University of Virginia Plans to Honor Life, Memory of Morgan Harrington on Oct. 17

October 12, 2010 — The life and memory of Morgan Dana Harrington will be honored with several events at the University of Virginia on Sunday, Oct. 17.

Harrington, a 20-year-old Virginia Tech education major from Roanoke, disappeared on Oct. 17, 2009, after leaving a concert at John Paul Jones Arena. Her remains were found in January on a farm about eight miles away. No arrest has been made in connection with her death.

A dedication ceremony for a plaque installed in her memory will take place at 2 p.m. on Copeley Bridge, the last place she was reported to have been seen alive. Her parents, Dr. Daniel P. Harrington and Gil Harrington, will speak at the ceremony, and Dr. Arthur Garson Jr., U.Va.'s executive vice president and provost, will unveil the plaque and deliver remarks. Morgan's brother, Alex Harrington, also will attend.
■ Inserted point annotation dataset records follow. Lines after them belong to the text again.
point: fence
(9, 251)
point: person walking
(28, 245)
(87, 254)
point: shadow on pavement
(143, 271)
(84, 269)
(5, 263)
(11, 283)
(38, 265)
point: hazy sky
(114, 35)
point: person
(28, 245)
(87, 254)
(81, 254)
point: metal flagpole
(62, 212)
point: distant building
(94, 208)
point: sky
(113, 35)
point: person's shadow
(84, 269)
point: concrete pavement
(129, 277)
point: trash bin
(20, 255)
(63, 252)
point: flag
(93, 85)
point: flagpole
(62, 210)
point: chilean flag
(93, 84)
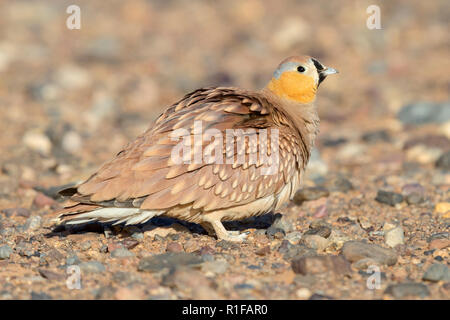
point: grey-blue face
(305, 65)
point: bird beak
(327, 71)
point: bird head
(297, 78)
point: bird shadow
(259, 222)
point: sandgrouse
(217, 154)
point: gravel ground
(371, 221)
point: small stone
(403, 290)
(85, 245)
(356, 250)
(294, 237)
(33, 223)
(37, 141)
(387, 197)
(42, 201)
(125, 293)
(40, 296)
(315, 242)
(321, 264)
(303, 293)
(50, 275)
(5, 252)
(443, 162)
(174, 247)
(439, 244)
(122, 253)
(92, 267)
(283, 223)
(71, 142)
(73, 260)
(320, 228)
(394, 237)
(443, 208)
(273, 232)
(308, 194)
(168, 260)
(376, 136)
(21, 212)
(338, 184)
(263, 251)
(215, 267)
(418, 113)
(437, 272)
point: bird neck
(303, 116)
(294, 86)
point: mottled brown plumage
(143, 180)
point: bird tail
(86, 213)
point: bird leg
(215, 226)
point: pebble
(387, 197)
(274, 232)
(439, 244)
(443, 208)
(33, 223)
(283, 223)
(303, 293)
(21, 212)
(308, 194)
(443, 162)
(168, 260)
(92, 267)
(354, 251)
(321, 264)
(338, 184)
(418, 113)
(413, 193)
(38, 142)
(5, 252)
(403, 290)
(73, 260)
(319, 227)
(174, 247)
(315, 242)
(122, 253)
(215, 267)
(42, 201)
(437, 272)
(376, 136)
(263, 251)
(394, 236)
(294, 237)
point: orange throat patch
(295, 86)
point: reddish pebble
(41, 200)
(439, 244)
(174, 247)
(321, 211)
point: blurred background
(70, 99)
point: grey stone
(168, 260)
(444, 161)
(92, 267)
(387, 197)
(122, 253)
(33, 223)
(311, 193)
(402, 290)
(437, 272)
(354, 251)
(418, 113)
(5, 252)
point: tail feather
(85, 213)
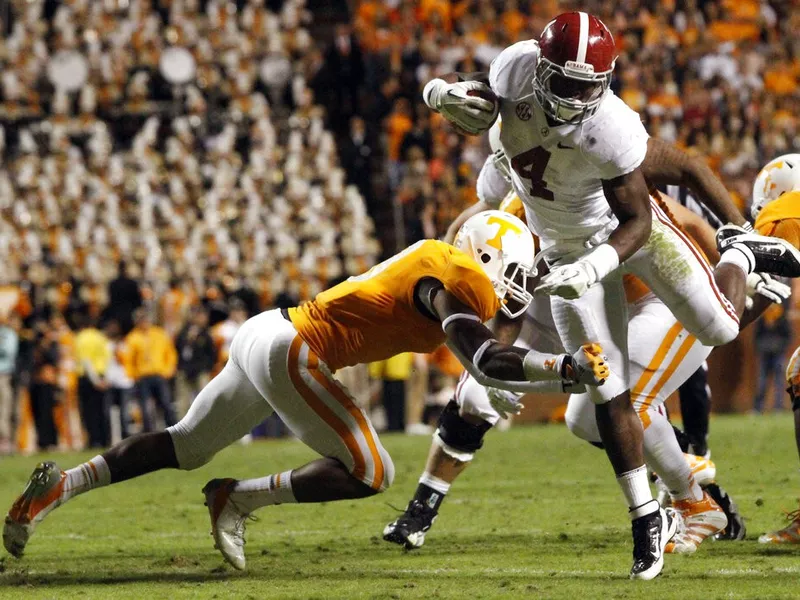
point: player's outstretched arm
(666, 164)
(503, 366)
The family has strong University of Virginia ties. Dr. Harrington completed his residency at the University of Virginia Medical Center and now works at Carilion Clinic in Roanoke, with dual appointments at the Virginia Tech Carilion School of Medicine and the U.Va. School of Medicine. Gil Harrington is a 1979 graduate of the University's School of Nursing, and Alex Harrington is a 2009 graduate of the College of Arts & Sciences.

"The plaque will honor Morgan in a permanent way," said Patricia M. Lampkin, vice president and chief student affairs officer at U.Va., "We also hope it will remind our students of the potential for danger anywhere, at any time, and will encourage us all to take care of one another."

A screening of the film "A Gift for the Village" will follow at 3 p.m. in Newcomb Hall Theater. The documentary follows artist Jane Vance, who taught Morgan Harrington at Virginia Tech, on a trip to western Nepal to deliver a painting. Morgan Harrington appears briefly in the film, which is dedicated to her.

Vance and six friends traveled from the Blue Ridge Mountains to Nepal to deliver her painting about Tsampa, a Tibetan amchi-lama-doctor and mind-healer. She is the first woman and first Westerner to be commissioned to produce such a piece. The village welcomed the team with an elaborate festival celebrating the artist, the work and the man it honors.

A selection of Vance's colorful and intricately detailed paintings will be on display in the theater lobby, where a reception will follow the screening.